MemoryStream.WriteTo(Stream destinationStream) versus Stream.CopyTo(Stream destinationStream)

Writwick picture Writwick · May 19, 2012 · Viewed 16.1k times · Source

Which one is better : MemoryStream.WriteTo(Stream destinationStream) or Stream.CopyTo(Stream destinationStream)??

I am talking about the comparison of these two methods without Buffer as I am doing like this :

Stream str = File.Open("SomeFile.file");
MemoryStream mstr = new MemoryStream(File.ReadAllBytes("SomeFile.file"));

using(var Ms = File.Create("NewFile.file", 8 * 1024))
{
    str.CopyTo(Ms) or mstr.WriteTo(Ms);// Which one will be better??
}

Update

Here is what I want to Do :

  • Open File [ Say "X" Type File]
  • Parse the Contents
  • From here I get a Bunch of new Streams [ 3 ~ 4 Files ]
  • Parse One Stream
  • Extract Thousands of files [ The Stream is an Image File ]
  • Save the Other Streams To Files
  • Editing all the Files
  • Generate a New "X" Type File.

I have written every bit of code which is actually working correctly..

But Now I am optimizing the code to make the most efficient.

Answer

Hans Passant picture Hans Passant · May 19, 2012

It is an historical accident that there are two ways to do the same thing. MemoryStream always had the WriteTo() method, Stream didn't acquire the CopyTo() method until .NET 4.

The MemoryStream.WriteTo() version looks like this:

public virtual void WriteTo(Stream stream)
{
    // Exception throwing code elided...
    stream.Write(this._buffer, this._origin, this._length - this._origin);
}

The Stream.CopyTo() implementation like this:

private void InternalCopyTo(Stream destination, int bufferSize)
{
    int num;
    byte[] buffer = new byte[bufferSize];
    while ((num = this.Read(buffer, 0, buffer.Length)) != 0)
    {
        destination.Write(buffer, 0, num);
    }
}

Stream.CopyTo() is more universal, it works for any stream.

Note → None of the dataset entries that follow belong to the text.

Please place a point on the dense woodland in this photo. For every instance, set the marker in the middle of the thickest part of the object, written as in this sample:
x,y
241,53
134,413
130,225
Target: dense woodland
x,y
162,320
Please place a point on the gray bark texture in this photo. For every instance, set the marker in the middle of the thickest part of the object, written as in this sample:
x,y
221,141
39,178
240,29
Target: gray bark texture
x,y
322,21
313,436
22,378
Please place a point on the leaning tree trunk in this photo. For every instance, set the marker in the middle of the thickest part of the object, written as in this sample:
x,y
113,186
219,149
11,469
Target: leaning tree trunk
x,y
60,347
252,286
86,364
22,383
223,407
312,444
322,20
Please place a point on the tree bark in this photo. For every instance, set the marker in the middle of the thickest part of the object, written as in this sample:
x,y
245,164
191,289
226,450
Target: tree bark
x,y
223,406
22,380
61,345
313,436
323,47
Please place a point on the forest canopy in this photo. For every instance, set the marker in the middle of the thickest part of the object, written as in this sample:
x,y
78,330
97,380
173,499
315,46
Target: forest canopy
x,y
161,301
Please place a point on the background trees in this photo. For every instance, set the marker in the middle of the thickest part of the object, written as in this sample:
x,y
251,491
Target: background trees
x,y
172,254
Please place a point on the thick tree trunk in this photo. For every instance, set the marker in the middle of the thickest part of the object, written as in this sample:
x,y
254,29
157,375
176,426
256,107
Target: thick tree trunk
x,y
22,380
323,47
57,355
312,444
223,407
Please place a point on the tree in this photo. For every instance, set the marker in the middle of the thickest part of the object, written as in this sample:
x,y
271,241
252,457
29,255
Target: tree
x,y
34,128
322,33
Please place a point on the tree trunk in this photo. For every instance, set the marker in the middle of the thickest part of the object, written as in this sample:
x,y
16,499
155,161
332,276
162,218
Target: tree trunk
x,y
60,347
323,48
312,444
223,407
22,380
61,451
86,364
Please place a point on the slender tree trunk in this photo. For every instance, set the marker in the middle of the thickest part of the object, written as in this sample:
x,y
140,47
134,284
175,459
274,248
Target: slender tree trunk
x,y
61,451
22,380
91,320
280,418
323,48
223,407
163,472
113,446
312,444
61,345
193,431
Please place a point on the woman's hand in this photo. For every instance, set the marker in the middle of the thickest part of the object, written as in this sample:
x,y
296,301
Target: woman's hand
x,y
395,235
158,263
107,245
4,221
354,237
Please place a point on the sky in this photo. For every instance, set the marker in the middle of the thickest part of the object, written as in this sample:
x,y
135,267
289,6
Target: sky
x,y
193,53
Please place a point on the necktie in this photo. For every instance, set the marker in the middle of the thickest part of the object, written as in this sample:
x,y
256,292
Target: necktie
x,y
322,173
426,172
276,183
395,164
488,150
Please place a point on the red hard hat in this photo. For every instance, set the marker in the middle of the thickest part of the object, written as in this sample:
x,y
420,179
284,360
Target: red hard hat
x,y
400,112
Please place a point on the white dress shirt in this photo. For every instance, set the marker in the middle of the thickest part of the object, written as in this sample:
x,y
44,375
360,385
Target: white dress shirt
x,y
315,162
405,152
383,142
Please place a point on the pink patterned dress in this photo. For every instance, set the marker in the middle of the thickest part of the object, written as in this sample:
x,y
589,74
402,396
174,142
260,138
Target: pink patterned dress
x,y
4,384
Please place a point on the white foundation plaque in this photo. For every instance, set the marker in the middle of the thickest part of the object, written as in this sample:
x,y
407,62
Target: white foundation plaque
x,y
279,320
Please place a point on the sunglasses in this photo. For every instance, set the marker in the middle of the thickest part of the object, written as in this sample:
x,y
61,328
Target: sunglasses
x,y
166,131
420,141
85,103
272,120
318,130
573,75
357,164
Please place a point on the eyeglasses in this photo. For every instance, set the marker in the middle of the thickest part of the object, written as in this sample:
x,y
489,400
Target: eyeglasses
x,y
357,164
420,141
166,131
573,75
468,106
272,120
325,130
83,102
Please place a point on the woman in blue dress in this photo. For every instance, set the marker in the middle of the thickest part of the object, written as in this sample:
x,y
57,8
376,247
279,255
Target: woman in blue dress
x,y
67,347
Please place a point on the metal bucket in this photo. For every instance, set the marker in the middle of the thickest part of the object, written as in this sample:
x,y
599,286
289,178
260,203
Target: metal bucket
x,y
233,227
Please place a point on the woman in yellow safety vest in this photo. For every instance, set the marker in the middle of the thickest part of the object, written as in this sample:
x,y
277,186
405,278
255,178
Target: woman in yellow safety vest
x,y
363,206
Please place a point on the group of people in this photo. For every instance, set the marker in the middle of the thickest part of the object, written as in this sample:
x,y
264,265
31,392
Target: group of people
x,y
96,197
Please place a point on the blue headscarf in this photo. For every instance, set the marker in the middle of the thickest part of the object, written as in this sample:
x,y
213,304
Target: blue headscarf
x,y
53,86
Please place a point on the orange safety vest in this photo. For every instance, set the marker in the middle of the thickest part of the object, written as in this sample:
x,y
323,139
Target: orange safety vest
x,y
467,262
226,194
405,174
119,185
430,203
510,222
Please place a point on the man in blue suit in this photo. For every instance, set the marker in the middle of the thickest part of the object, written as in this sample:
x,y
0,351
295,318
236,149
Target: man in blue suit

And helps programmers that fumble copying data from, say, a NetworkStream. Forgetting to pay attention to the return value from Read() was a very common bug. But it of course copies the bytes twice and allocates that temporary buffer, MemoryStream doesn't need it since it can write directly from its own buffer. So you'd still prefer WriteTo(). Noticing the difference isn't very likely.